# sunset beverage co.



## bubbas dad (Jul 27, 2005)

greetings from the hottest part of hades, or as we like to call it south carolina. looking for information on my latest addition. it's an embossed 7oz sunset beverage co. soda bottle. very nice and very clean. written in the middle at the front is 1st line "sunset" 2nd line "beverage co. at the back, 1st line "portland" 2nd "maine". around the base "registered" "contents  7 fl. oz." on the bottom are the numbers "r84-2  48" and a very faint triangle in the center. any info is appreciated as usual.


----------



## Ye Olde Prospector (Jul 27, 2005)

Sam Fullers Maine Bottlers Book says Sunset Beverage Co. was in Portland from 1938 to 1945 then owner went to Auburn, Maine. Some info anyway.

 Cliff


----------



## bubbas dad (Jul 27, 2005)

looking closer at the number on the bottom. it could be a 43 instead of 48. which would go along with your info. thanks for the reply.


----------



## Ye Olde Prospector (Jul 27, 2005)

Ya I wondered about that.

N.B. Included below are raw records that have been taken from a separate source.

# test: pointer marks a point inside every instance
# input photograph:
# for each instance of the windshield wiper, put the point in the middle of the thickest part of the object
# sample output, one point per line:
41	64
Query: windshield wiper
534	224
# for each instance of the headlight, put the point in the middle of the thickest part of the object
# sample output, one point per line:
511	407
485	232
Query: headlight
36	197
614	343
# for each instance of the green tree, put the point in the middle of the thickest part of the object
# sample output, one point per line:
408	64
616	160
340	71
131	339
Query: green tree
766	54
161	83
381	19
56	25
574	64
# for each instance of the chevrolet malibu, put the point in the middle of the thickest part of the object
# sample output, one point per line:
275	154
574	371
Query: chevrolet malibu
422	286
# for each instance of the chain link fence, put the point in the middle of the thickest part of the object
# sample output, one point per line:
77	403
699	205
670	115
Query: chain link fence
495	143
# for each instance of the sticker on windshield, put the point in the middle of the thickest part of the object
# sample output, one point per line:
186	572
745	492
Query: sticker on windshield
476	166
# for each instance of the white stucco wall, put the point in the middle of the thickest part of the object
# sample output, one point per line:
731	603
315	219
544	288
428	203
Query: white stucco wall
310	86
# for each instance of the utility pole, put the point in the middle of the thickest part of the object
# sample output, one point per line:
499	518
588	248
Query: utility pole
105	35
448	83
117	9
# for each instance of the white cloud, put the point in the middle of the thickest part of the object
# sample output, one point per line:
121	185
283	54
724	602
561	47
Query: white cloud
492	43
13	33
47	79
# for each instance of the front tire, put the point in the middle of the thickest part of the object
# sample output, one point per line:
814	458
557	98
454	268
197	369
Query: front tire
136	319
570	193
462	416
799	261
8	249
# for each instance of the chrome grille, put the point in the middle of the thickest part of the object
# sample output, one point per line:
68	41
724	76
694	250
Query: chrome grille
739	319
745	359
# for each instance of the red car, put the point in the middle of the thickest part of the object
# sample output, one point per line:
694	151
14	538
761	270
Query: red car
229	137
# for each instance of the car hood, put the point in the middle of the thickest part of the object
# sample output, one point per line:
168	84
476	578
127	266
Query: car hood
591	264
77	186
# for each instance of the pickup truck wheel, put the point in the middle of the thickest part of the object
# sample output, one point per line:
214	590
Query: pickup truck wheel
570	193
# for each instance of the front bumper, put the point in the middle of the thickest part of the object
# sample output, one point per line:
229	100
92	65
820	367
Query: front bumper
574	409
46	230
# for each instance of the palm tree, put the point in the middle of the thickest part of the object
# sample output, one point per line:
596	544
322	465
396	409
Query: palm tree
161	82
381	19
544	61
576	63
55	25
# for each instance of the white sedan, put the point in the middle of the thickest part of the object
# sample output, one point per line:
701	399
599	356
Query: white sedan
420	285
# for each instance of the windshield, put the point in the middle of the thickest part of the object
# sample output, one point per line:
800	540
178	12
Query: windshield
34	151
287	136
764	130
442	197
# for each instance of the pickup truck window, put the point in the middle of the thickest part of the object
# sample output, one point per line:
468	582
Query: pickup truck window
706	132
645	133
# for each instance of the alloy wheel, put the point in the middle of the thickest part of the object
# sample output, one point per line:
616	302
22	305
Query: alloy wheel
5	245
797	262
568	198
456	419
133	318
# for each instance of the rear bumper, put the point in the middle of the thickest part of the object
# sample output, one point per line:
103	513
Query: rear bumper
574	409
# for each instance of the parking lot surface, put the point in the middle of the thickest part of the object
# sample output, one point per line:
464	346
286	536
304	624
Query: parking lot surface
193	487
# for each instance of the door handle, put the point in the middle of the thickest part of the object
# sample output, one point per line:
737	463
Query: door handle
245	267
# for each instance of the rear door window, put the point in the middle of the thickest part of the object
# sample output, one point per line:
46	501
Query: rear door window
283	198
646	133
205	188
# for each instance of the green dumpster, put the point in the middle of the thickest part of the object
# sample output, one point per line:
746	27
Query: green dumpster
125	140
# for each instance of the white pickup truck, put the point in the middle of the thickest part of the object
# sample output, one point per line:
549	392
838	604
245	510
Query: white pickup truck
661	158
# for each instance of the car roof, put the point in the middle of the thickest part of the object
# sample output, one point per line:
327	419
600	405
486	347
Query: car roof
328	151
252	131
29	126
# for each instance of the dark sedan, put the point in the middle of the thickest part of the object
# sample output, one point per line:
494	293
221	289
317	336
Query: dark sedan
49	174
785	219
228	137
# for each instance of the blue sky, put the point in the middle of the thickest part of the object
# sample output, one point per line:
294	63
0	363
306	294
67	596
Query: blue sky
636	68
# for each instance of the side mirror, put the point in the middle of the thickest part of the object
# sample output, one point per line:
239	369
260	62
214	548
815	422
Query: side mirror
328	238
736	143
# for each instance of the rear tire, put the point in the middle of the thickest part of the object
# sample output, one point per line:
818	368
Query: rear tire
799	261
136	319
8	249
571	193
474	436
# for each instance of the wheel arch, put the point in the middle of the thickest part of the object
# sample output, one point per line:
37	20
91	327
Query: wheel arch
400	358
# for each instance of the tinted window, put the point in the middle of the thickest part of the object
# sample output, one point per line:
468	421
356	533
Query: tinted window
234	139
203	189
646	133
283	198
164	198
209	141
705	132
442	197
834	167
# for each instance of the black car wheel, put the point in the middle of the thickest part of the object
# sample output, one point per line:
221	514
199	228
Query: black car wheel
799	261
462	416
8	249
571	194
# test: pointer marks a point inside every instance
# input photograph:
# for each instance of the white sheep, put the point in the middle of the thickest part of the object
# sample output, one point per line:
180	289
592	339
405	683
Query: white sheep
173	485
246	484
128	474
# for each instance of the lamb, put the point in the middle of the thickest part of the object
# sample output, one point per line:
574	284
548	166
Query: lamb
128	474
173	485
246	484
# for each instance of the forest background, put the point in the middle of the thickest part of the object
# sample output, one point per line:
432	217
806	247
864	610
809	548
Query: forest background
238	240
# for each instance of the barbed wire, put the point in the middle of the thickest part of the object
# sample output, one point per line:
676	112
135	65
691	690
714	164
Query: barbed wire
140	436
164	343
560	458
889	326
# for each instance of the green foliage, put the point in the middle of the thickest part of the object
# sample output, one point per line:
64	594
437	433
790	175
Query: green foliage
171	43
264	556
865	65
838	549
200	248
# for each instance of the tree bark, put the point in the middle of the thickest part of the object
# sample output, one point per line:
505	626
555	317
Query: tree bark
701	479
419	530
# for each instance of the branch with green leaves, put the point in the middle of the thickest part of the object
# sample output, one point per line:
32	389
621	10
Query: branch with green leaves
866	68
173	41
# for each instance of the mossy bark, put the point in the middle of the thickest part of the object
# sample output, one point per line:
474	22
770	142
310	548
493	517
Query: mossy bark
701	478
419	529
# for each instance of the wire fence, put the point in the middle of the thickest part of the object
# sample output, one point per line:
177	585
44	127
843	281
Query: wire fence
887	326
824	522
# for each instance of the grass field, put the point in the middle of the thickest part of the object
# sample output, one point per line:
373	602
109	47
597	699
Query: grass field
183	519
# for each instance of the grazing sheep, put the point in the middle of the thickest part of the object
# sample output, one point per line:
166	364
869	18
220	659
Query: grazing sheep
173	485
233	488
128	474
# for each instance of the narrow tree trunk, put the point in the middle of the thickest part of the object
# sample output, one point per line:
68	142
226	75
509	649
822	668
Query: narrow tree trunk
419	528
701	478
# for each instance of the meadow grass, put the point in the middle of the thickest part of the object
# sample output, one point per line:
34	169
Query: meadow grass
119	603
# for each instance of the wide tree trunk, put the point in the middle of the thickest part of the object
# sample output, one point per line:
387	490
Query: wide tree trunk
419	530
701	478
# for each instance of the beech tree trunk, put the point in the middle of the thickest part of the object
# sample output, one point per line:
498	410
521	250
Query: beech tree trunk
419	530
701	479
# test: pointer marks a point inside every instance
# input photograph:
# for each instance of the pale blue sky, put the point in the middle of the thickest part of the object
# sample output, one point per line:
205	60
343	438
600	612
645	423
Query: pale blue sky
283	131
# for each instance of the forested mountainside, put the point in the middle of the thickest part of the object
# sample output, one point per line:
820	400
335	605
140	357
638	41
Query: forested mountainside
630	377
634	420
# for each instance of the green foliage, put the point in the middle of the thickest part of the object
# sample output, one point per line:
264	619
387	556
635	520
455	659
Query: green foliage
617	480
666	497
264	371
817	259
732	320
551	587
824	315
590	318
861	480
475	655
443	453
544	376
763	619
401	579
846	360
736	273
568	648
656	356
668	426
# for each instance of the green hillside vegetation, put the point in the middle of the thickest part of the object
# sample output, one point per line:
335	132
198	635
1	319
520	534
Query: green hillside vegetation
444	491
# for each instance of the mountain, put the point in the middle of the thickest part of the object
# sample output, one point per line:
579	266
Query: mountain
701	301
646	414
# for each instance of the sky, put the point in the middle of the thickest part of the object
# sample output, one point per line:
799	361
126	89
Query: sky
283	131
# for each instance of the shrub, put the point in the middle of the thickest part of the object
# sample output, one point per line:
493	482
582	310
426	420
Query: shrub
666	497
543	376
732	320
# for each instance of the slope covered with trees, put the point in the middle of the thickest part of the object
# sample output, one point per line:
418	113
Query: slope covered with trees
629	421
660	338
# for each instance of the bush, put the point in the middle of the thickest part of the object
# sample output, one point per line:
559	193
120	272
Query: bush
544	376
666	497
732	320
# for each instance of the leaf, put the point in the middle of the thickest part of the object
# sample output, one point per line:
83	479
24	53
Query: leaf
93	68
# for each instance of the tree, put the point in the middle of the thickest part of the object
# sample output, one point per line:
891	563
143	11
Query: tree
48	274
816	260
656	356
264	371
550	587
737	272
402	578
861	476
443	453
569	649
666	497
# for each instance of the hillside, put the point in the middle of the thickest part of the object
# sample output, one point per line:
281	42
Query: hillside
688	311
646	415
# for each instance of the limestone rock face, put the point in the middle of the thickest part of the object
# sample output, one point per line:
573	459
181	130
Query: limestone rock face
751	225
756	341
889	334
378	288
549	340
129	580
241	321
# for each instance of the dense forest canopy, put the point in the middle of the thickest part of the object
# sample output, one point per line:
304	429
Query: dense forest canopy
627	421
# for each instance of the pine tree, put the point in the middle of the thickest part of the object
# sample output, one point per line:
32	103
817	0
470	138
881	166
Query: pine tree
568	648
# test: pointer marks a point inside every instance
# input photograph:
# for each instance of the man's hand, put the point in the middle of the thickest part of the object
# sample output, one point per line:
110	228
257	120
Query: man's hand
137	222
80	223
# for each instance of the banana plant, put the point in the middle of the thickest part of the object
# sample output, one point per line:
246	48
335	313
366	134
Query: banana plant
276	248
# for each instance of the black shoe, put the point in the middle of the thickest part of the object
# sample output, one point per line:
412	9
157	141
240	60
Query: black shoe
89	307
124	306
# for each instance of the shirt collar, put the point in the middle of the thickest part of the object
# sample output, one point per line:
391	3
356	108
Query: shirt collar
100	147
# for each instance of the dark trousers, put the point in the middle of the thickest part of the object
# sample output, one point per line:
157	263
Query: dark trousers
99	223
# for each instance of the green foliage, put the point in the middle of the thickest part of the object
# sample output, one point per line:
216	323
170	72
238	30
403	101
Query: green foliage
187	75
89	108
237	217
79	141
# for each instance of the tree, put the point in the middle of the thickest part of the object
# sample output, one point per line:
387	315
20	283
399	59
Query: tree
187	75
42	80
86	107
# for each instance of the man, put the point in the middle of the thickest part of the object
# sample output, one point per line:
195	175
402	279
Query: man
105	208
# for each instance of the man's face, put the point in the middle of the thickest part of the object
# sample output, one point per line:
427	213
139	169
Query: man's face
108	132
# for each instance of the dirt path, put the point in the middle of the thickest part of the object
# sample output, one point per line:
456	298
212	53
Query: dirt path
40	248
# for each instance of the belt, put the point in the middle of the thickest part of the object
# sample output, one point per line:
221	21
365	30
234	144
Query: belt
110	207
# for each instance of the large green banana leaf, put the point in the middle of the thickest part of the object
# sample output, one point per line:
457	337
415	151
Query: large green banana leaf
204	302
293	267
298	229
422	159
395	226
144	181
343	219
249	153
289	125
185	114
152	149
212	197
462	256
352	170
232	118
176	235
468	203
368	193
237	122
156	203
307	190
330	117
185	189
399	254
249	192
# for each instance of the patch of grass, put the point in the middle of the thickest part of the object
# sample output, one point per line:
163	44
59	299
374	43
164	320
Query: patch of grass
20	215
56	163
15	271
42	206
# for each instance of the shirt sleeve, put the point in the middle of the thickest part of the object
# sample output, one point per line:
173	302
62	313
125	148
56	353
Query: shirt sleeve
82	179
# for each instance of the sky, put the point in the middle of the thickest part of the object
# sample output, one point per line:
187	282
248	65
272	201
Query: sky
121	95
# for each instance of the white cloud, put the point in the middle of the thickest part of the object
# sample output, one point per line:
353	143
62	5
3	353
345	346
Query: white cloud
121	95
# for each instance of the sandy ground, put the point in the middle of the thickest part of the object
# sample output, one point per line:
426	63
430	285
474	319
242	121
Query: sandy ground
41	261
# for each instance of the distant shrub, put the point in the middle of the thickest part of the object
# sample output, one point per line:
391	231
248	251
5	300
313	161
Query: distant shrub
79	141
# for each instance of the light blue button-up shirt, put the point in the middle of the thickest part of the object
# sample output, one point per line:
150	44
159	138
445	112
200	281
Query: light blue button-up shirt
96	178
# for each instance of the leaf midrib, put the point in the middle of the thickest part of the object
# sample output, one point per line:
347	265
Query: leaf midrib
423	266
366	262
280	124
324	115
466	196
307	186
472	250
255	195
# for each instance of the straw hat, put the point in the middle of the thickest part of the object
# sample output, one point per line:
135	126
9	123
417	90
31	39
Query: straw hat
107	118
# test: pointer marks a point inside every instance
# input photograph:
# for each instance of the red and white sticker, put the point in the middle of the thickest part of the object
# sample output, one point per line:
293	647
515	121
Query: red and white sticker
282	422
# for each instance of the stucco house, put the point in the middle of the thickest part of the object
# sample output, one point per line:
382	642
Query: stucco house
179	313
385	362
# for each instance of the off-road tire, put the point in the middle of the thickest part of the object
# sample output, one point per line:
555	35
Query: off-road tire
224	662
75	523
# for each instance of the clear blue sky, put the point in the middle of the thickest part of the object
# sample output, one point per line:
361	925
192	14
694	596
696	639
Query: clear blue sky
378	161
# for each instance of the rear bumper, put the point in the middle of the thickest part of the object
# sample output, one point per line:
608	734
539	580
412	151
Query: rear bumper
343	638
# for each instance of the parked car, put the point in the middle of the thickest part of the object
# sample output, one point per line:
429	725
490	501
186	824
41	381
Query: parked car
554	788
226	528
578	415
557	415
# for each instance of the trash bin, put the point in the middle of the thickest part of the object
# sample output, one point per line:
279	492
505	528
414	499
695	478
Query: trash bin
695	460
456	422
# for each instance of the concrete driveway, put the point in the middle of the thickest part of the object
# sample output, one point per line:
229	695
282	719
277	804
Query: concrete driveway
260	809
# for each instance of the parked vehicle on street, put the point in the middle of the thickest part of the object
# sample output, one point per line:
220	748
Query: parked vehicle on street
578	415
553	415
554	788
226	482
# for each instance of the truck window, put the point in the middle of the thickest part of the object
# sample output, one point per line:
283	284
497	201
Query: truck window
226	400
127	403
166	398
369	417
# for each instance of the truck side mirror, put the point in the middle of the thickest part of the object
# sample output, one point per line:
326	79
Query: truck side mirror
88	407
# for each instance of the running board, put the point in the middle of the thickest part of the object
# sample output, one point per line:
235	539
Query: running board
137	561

Sam did lots of research before he put out his book and so far it has been very accurate from what I have seen.


----------



## madman (Jul 28, 2005)

hey bd nice as always !!! you have a nice collection  we could start a museum  heres a couple i found in tennessee


----------



## madman (Jul 28, 2005)

heres the bottles from tenn


----------



## bubbas dad (Jul 28, 2005)

nice. the dr pepper looks to be about perfect.


----------